Passiertes! – Passierte es?
Papst Benedikt XVI. ein letztes Mal in Rom im schutzgläsernen Papamobil beim Bad in der Menge. Angeblich jubelt das dicht gedrängt dastehende Volk ihm begeistert zu. Doch dann sehe ich auf den Fotos nur wenige winkende Hände, weil fast jeder dem Papst eine Kamera entgegenhält. Bilderschießen statt Jubel und Winken. Also genau so wenig Anteilnahme wie bei Verkehrsunfällen, wenn die Kamera gezückt wird statt zu helfen. Wir Fernsehviecher sind erfolgreich umgepolt zu Bildkonsumenten.

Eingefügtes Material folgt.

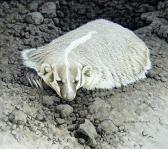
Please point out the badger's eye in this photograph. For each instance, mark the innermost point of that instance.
(60, 83)
(76, 82)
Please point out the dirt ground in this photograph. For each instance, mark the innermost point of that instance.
(132, 117)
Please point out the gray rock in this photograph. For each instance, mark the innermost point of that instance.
(34, 18)
(100, 109)
(17, 116)
(60, 121)
(49, 8)
(64, 109)
(48, 101)
(88, 132)
(33, 6)
(107, 126)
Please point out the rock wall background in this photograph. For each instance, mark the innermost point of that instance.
(133, 117)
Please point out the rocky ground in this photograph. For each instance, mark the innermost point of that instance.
(133, 117)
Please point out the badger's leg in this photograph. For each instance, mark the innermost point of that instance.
(34, 79)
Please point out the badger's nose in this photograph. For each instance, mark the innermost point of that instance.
(69, 96)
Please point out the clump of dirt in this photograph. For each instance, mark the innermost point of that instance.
(130, 117)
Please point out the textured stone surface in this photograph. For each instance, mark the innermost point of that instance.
(34, 18)
(88, 132)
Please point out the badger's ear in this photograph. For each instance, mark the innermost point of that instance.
(86, 71)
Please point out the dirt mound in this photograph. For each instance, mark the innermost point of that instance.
(131, 117)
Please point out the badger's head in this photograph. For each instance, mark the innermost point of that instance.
(65, 80)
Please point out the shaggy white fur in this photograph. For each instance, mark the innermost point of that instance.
(115, 54)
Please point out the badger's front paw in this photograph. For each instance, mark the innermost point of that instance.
(46, 73)
(33, 79)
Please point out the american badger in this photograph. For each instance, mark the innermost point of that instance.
(99, 54)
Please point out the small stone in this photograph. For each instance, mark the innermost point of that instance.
(157, 78)
(49, 9)
(33, 6)
(40, 117)
(151, 74)
(56, 21)
(81, 141)
(60, 14)
(163, 79)
(88, 132)
(107, 126)
(48, 101)
(100, 109)
(34, 18)
(60, 121)
(64, 109)
(17, 116)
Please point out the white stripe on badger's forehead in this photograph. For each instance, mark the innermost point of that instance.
(72, 46)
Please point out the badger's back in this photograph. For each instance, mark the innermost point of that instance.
(104, 45)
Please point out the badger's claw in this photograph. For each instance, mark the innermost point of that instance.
(34, 80)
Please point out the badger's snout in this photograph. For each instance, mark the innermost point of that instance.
(68, 96)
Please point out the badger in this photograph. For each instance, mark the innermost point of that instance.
(100, 54)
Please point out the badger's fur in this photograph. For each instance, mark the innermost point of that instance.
(99, 54)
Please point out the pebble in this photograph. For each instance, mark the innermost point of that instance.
(34, 18)
(60, 121)
(88, 132)
(64, 109)
(107, 126)
(49, 9)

Zwei wichtige Meldungen kurz nacheinander: Der Papst zurückgetreten, der oberste Führer der katholischen Kirche Englands zurückgetreten. Es sieht so aus, als ob wir dabei wären, das Mittelalter hinter uns zu lassen.
Große Schwierigkeiten der katholischen Kirche mit der „Pille danach“ und ihrer Morallehre, so lese ich in der Zeitung. Da frage ich mich, warum immer an der moralischen Perücke herumgedrückt wird, statt zu sagen: Die Kirche hat wie jeder Verein in erster Linie die Sorge um den eigenen Fortbestand. Deshalb: Lasset die Kindlein zu mir kommen! Dafür muss man doch Verständnis haben.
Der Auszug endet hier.